Pijany ojciec wiózł 9-letniego syna motocyklem crossowym. Nie mieli kasków, a tata prawa jazdy. Motor bez badań technicznych

Pijany ojciec wiózł 9-letniego syna motocyklem.

Mężczyzna mając ponad promil alkoholu prowadził motocykl, którym przewoził 9-letniego syna. Zarówno on jak i dziecko nie mieli kasków ochronnych. To nie koniec. Mieszkaniec gminy Krzeszyce nie miał uprawnień do kierowania jednośladem, a pojazd, którym się poruszał nie miał ważnych badań technicznych. Ciężko jest znaleźć słowa opisujące skrajny brak wyobraźni i poczucia odpowiedzialności jakim wykazał się 46-latek.

W czwartek, 9 czerwca, sulęcińskiej drogówki pełnili służbę na terenie gminy Krzeszyce. Przejeżdżając przez jedną z wsi zauważyli motocykl, którym kierował mężczyzna, a pasażerem był chłopiec. Zarówno dorosły jak i dziecko nie mieli kasków ochronnych. Ponadto, kierowca na widok radiowozu gwałtownie skręcił w boczną drogę. – To dało policjantom podstawy do przeprowadzenia kontroli drogowej. Bardzo szybko okazało się, że mają do czynienia ze skrajnie nieodpowiedzialną osobą – mówi st. sierż. Klaudia Biernacka, rzeczniczka sulęcińskiej policji.

--- Czytaj dalej pod reklamą ---

Od mężczyzny wyczuwalna była silna woń alkoholu. Po chwili wydmuchał ponad promil alkoholu. W takim stanie zdecydował się zabrać na przejażdżkę 9-letniego syna. Mało tego, 46-latek nie miał uprawnień do kierowania jednośladem, a motor nie miał ważnych badań technicznych. – Przerażenie budzi to, co mogłoby się stać w przypadku takiej kumulacji ignorancji i nieodpowiedzialności – mówi st. sierż. Biernacka.

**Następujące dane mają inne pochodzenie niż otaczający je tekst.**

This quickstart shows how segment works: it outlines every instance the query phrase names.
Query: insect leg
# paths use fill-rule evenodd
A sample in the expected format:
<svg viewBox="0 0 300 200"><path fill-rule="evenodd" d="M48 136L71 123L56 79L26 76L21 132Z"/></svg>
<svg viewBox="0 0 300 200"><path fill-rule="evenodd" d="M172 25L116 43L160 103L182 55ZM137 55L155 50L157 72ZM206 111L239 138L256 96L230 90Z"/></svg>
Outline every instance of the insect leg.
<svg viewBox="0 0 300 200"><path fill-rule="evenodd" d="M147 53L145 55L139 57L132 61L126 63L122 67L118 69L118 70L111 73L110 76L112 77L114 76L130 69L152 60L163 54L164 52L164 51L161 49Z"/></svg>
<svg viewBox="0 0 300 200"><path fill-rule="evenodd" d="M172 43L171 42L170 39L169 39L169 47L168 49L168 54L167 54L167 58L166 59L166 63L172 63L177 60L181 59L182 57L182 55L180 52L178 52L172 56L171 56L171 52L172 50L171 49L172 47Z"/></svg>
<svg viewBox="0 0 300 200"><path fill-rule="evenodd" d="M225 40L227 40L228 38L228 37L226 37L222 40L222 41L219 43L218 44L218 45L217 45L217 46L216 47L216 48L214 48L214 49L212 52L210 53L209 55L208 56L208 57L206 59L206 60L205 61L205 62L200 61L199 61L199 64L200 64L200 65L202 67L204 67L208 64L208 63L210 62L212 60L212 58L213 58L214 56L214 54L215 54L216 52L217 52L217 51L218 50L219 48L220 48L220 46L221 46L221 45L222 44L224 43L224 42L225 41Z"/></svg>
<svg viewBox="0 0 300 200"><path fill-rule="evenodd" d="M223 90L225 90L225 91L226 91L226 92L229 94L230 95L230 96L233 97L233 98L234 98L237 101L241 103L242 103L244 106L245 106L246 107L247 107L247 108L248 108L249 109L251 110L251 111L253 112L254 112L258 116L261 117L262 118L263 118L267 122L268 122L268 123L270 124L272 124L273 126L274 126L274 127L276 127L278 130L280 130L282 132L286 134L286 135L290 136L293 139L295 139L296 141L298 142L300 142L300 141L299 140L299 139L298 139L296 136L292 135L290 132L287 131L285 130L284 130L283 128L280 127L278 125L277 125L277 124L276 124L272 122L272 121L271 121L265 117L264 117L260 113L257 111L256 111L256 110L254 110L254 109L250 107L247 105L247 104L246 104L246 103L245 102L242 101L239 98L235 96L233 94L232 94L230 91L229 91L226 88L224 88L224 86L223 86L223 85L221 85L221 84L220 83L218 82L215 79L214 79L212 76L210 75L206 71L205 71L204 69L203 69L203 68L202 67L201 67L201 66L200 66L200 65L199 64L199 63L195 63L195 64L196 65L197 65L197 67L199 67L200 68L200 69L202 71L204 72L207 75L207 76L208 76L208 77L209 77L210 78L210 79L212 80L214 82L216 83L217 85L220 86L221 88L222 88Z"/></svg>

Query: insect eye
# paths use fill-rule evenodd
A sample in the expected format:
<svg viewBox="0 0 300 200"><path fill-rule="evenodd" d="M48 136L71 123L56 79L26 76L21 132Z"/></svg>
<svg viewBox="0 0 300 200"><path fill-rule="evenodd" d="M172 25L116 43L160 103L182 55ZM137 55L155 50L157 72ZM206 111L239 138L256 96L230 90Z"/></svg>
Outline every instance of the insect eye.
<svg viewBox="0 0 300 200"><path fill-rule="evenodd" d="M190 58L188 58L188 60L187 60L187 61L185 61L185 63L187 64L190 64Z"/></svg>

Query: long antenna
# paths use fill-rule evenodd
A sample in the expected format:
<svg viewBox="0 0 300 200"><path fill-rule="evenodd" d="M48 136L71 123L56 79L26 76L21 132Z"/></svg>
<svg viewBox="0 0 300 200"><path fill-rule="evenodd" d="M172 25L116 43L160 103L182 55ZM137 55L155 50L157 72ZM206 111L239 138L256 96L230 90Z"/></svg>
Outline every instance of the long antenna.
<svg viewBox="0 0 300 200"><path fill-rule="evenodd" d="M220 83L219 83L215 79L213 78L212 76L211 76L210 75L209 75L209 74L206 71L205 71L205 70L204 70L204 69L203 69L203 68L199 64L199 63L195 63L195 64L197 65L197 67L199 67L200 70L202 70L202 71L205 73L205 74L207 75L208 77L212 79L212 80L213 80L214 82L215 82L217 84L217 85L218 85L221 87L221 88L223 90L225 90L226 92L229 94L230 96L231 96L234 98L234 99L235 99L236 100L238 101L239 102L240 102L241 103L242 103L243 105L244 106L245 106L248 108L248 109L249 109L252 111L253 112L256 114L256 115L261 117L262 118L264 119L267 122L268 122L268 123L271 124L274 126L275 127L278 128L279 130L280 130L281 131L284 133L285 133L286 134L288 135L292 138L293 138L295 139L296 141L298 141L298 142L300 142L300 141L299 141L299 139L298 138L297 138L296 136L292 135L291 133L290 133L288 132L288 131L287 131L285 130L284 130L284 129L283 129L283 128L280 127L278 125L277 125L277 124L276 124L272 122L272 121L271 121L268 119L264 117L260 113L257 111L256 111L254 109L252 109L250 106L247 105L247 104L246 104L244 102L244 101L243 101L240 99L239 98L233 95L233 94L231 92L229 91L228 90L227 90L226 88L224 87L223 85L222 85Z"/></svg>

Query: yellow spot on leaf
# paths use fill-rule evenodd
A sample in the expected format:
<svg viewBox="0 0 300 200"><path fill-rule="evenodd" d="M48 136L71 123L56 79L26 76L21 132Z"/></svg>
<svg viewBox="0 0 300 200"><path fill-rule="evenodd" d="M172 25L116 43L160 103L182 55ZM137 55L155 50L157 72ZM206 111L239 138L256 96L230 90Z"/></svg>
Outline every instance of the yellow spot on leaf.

Dziecko trafiło pod opiekę innego członka rodziny, a pojazd został przekazany dla wskazanej przez właściciela osoby. Motocykl nie był dopuszczony do ruchu, a więc żadna osoba nie mogła kontynuować nim jazdy. Biorąc pod uwagę stan nietrzeźwości 46-latka, otrzymał od policjantów wezwanie do stawiennictwa w jednostce, gdy nie będzie już trzeźwy. Wtedy też wykonane zostaną z nim dalsze czynności. Mężczyzna musi liczyć się z zarzutami za kierowanie po pijanemu, a także odpowiedzialnością za szereg popełnionych wykroczeń.

W konsekwencji, stając przed sądem może usłyszeć wyrok do dwóch lat więzienia. Sąd może zdecydować również o wydaniu zakazu prowadzenia pojazdów mechanicznych nawet na 15 lat i ukarać go grzywa do 30 tys. zł.